Neues zur Frage der Verringerung der Bezirksvertretungen von zwei auf vier: „Auf Anfrage hat die Bezirksregierung Düsseldorf deutlich gemacht, dass der Verzicht auf die Bildung und die Wahl von Bezirksvertretungen aus rechtlichen Gründen kaum möglich sein wird. Daher wurde verwaltungsseitig der Gedanke des Verzichts auf die Einrichtung von Bezirksvertretungen verworfen und stattdessen Überlegungen angestellt, ob und wie durch eine Verringerung der Anzahl der Stadtbezirke das angestrebte Einsparvolumen erbracht werden kann.

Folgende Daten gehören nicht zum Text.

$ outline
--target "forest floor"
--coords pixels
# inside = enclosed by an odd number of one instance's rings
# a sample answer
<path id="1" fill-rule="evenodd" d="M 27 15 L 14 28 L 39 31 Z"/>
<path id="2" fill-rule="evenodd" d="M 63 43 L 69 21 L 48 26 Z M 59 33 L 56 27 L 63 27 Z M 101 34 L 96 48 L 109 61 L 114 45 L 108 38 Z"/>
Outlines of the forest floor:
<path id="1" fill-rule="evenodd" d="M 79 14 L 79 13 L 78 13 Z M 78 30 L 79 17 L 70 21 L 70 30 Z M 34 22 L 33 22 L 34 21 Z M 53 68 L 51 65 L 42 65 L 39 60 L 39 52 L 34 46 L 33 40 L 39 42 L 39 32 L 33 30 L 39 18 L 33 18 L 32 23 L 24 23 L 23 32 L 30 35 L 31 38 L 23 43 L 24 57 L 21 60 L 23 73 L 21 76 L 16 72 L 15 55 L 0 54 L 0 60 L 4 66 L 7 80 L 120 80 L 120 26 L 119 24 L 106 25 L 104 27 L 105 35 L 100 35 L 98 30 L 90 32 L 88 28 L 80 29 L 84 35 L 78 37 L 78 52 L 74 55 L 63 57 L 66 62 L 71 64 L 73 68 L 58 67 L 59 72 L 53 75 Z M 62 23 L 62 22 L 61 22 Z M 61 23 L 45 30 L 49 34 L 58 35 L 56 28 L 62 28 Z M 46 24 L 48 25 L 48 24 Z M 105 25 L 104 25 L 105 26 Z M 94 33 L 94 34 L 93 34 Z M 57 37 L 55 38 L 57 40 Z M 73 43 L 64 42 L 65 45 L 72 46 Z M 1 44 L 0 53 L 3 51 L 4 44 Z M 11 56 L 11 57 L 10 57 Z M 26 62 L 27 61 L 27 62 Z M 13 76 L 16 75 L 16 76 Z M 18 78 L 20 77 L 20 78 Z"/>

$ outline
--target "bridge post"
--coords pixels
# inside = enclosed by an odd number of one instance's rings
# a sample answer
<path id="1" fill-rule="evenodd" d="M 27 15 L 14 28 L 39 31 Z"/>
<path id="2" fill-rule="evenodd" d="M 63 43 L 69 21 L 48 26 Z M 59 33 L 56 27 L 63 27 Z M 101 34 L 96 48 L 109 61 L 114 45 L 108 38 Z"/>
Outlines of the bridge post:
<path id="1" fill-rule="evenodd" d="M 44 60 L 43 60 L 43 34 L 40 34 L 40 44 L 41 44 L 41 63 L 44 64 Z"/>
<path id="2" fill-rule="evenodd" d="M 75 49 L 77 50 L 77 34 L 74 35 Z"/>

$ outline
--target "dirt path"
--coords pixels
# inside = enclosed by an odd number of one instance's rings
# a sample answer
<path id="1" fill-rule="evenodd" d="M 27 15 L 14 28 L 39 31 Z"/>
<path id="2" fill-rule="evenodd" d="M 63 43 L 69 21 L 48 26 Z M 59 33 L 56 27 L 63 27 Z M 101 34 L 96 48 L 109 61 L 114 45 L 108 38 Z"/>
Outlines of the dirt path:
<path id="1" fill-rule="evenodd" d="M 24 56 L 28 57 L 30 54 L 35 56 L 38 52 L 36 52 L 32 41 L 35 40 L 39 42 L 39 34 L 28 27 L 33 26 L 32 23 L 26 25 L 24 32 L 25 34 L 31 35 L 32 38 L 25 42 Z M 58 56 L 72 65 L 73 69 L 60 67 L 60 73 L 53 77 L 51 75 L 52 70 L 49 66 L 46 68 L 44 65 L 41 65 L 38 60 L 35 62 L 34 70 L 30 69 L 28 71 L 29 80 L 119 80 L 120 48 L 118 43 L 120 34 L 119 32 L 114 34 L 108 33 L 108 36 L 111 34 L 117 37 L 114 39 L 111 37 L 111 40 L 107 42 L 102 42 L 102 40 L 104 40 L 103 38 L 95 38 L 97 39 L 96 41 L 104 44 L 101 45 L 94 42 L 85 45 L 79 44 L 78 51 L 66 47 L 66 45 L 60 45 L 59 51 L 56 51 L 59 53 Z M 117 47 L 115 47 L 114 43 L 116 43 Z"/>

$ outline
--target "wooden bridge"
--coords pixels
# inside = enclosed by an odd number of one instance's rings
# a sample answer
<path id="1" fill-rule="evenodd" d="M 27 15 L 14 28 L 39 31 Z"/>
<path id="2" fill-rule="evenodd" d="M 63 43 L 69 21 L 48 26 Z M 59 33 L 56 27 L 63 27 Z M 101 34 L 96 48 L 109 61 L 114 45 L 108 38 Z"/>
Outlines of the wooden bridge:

Diese Überlegungen werden in Kürze dem Ältestenrat vorgestellt. Eine Abstimmung mit der Kommunalaufsicht ist erforderlich.“ („Zitat aus dem aktuellen Sachstandsbericht der Verwaltung zu den Prüfaufträgen der Politik zum Maßnahmenplan zum Schuldenabbau 2010 – 2015)

Chronist am :

Stephan Jasper von den Grünen griff die Frage einer Verringerung der Anzahl der Bezirksvertretungen von vier auf drei oder zwei in der gestrigen Sitzung der BV Lüttringhausen wieder auf, indem er eine rechtliche Abstimmung mit der Bezirksregierung in Düsseldorf anmahnte. Die politische Debatte über die Sinnhaftigkeit einer Reduzierung könne erst danach beginnen. Jasper: "Wir brauchen Rechtssicherheit!"